An average of every one in three outbound metro moves was from Sydney between December 2022 and November 2023, with many more people moving out than in to the city,

Adelaide has also fared poorly, as it entered its 16th straight month of negative net migration in November, which Lowes said largely stemmed from a lack of work opportunities compared to cities such as Melbourne and Brisbane.

Between December 2022 and November 2023, Adelaide residents have mostly been hopping across the border to Melbourne.

Melbourne proves to be an unlikely refuge

Although Perth continues to boast the highest net migration rate in the country, Melbourne has been the No.1 city to move in Australia for the past 21 months in a row.

It’s a big turnaround for Melbourne, which haemorrhaged residents during the pandemic amid some of the world’s toughest lockdowns.

Lowes said Melbourne’s revival is largely thanks to an increase in return-to-office mandates; the number of Australians working from home dropped by more than 3 per cent between 2021 and 2023.

“[Sydney’s] outbound migration numbers are sky high at the moment compared to Melbourne, and what we can tell from that kind of trend is that there’s obviously…more affordable cost of living [in Melbourne],” she said.

“You may be getting a bit more bang for your buck; maybe spending the same amount, but you might be closer to work, closer to the city, or [living in] a larger house, or have the ability to be able to share that house because it does have more bedrooms.”

The relative affordability of cities such as Perth and Melbourne compared to Sydney is under pressure from the recent influx of residents, which have seen the cities recording the second and third-lowest vacancy rates in the country, respectively, according to CoreLogic data.

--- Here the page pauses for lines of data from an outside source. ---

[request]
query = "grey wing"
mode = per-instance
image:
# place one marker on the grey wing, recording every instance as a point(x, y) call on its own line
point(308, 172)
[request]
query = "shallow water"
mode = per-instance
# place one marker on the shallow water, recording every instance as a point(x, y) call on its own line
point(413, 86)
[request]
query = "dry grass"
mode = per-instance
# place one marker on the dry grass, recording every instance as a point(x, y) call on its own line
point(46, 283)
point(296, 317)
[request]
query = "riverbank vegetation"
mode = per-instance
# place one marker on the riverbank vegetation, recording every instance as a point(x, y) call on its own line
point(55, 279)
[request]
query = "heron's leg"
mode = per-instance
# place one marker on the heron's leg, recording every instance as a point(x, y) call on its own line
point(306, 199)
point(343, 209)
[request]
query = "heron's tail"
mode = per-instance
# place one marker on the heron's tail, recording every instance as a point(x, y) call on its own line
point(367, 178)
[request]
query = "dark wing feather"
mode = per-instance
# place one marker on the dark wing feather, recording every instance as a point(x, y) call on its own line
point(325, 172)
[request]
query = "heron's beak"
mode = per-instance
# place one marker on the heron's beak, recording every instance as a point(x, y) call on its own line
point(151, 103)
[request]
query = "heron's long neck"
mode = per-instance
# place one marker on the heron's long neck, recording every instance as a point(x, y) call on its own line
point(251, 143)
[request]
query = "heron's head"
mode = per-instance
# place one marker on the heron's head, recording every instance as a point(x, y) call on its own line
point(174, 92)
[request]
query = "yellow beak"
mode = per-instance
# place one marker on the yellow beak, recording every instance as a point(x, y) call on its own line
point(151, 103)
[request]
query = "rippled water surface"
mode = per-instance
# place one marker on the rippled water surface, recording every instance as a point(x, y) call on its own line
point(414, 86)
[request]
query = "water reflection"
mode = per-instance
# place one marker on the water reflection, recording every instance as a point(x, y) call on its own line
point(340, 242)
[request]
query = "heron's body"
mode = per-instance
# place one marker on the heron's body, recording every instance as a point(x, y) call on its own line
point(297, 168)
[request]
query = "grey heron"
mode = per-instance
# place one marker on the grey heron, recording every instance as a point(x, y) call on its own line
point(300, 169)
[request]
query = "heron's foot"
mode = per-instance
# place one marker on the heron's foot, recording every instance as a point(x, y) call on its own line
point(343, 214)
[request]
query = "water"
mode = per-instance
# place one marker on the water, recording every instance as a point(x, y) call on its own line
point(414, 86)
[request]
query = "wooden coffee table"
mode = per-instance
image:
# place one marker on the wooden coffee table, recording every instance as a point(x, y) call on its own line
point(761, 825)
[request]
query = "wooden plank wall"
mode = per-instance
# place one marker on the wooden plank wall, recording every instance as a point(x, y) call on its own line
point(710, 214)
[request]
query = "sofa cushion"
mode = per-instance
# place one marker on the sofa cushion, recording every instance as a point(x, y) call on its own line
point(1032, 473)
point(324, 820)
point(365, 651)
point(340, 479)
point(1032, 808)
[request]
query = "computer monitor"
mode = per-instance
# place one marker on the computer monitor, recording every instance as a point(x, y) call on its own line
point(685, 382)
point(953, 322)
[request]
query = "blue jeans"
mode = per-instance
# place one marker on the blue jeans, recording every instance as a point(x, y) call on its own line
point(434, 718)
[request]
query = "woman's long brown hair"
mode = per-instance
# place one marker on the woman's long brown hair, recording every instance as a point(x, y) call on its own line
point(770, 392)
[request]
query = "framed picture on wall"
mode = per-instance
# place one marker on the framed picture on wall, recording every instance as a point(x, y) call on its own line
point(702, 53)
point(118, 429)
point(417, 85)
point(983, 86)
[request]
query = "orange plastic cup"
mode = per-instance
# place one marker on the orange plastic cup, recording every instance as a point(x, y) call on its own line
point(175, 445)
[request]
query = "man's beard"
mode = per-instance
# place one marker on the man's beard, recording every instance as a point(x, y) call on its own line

Low vacancy rates are strongly linked to high rents and house prices.

Young workers most affected by high cost of living

Cities such as Melbourne may be more affordable than Sydney, but that doesn’t mean they’re cheap to live in.

Rents have never been less affordable than this year, according to Anglicare Australia.

In November, CoreLogic found rents have been rising at the national level since August 2020 (40 months), although rental price growth is expected to slow as Australia moves past the peak of international migration numbers, household sizes normalise, and more HomeBuilder projects are completed.

Muval found the people most affected by high housing costs and overall inflationary pressures were young Australians, with the majority of those who moved for work in the past 12 months aged 18 to 34.

Over the past two years, more 18 to 24-year-olds have moved for work than any other age group, with lower salaries than other age groups likely to blame.

“When you’re just starting out in your career, you are working to make ends meet week to week; you really don’t save any anything … because you are starting out on those lower salaries,” Lowes said.

“People have to make the move to be able to afford their lifestyle.”

She said those who couldn’t afford to live in Sydney on entry-level salaries need to look into moving to other cites, or even out to regional areas.

Regional towns have already seen an influx of people hoping to get more for their money in local housing markets, with Millennials and Gen X having accounted for the largest proportion of movers to the highest-growth regional areas in the year to March.